Erdbeeren und Passionsblume gepflanzt

Heute bei idealem Pflanzwetter (vorher gab es etwas Regen} endlich die Passionsblume an den Rosenbogen im Beet „Meerrettich“ gepflanzt. In das Beet „Omega“ kamen 19 Ableger der Erdbeersorte „Senga Sengana“ gepflanzt. In feuchteren Jahren sind da die Wildtomaten „Rote Murmel“ von alleine gekommen. Für die fünfzehn Ableger der Erdbeersorte „Korona“ wird das Beet „Wolfgang“ noch fertig gemacht, dann kommen die morgen in dieses Beet. Die Ableger haben wir von einer Nachbarin bekommen. Die Ableger von unseren Erdbeeren, wenn da überhaupt welche sind, müssen noch raus und sortenrein in die beiden neuen Erdbeerbeete, mal sehen wann wir das machen. Himbeeren und Brombeeren beim Pflanzen genascht.
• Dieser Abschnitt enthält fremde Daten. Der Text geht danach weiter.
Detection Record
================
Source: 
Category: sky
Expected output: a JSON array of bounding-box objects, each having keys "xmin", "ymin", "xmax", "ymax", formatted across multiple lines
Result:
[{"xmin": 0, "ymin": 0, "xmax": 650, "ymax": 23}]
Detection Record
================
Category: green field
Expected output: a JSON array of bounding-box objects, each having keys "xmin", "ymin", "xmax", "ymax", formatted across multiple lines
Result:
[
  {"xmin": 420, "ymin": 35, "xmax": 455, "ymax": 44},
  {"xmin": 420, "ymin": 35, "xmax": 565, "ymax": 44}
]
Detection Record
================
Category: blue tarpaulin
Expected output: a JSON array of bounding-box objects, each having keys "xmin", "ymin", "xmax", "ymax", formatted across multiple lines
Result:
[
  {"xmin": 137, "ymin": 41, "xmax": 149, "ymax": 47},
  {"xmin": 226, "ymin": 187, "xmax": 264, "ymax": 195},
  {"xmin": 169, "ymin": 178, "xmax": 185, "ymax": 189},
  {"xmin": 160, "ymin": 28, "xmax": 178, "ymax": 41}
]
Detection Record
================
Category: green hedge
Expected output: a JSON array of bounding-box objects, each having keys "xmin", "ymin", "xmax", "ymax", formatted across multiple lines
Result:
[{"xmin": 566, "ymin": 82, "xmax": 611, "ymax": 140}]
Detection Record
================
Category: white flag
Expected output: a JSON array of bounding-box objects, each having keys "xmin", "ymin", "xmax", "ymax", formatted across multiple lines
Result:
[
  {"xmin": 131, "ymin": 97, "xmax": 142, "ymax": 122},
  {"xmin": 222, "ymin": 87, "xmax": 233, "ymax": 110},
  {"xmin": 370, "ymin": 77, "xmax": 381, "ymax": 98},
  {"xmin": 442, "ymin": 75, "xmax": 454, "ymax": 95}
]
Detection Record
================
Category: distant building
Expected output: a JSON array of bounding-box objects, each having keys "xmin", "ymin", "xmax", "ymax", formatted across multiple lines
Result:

Schon wieder Regen – glücklicherweise

Hat doch heute schon wieder geregnet – 3 mm. Damit ist der Juli bei 59 mm gar nicht so schlecht – knapp unter dem Durchschnitt der gemessenen Monate (Januar bis November) von 2017, der lag bei 59, 9 mm pro Monat.  Hat mal angeregt paar Statistiken  aus den eigenen Messdaten zu machen 62, 33 mm gab es durchschnittlich von Mai 2015 bis Oktober 2015, April 2016 bis Dezember 2016 waren es monatlich 50,22 mm und im „Dürrejahr“ 2018 gab es bei ganzjähriger Messung im Schnitt 26,33 mm im Monat. Und auch da hat es im Juli mit 47 mm einen Ausreißer nach oben gegeben. Die Durchschnittswerte 2019 sind fast genauso mies wie 2018 nach Ende Juli sind wir bei durchschnittlich 28,78 mm. Dazu wird auch seit ca. 2015 das Wasser der Quellen die den Mühlenbach, den Feuerlöschteich, das Grundwasser speisten und einen nassen Keller zufolge hatten, irgendwo oberhalb abgezapft, der Teich und der Mühlenbach sind leer, Grundwasser sinkt, der Keller ist nicht mehrfeucht, nun ist das seit Jahren auch egal. Na zumindest findet der Perlmuttfalter hier noch schön. 

Boden nur wenig feucht

Die 26 mm von gestern waren natürlich nur ein Tropfen auf den heißen Stein. Die regelmäßig mit Gießkanne gewässerten Gartenbereiche sehen wesentlich besser aus als die anderen. Boden ist bei den regelmäßig gewässerten Bereiche ist 15 cm tief gut durchfeuchtet, der Rest vielleicht 5 bis großzügig 10 cm in die Tiefe feucht. Das sieht man auch schön am Mais (Titelbild) und an der Kapuzinerkresse (Bild unten). Alles sehr mickrig und die größte Riesensonnenblume wird nicht 3 sondern maximal 2 Meter hoch werden. Es lebe der Klimawandel. Viel zu trocken in Brandenburg. Die Buchen haben ja auch schon kahle Wipfel.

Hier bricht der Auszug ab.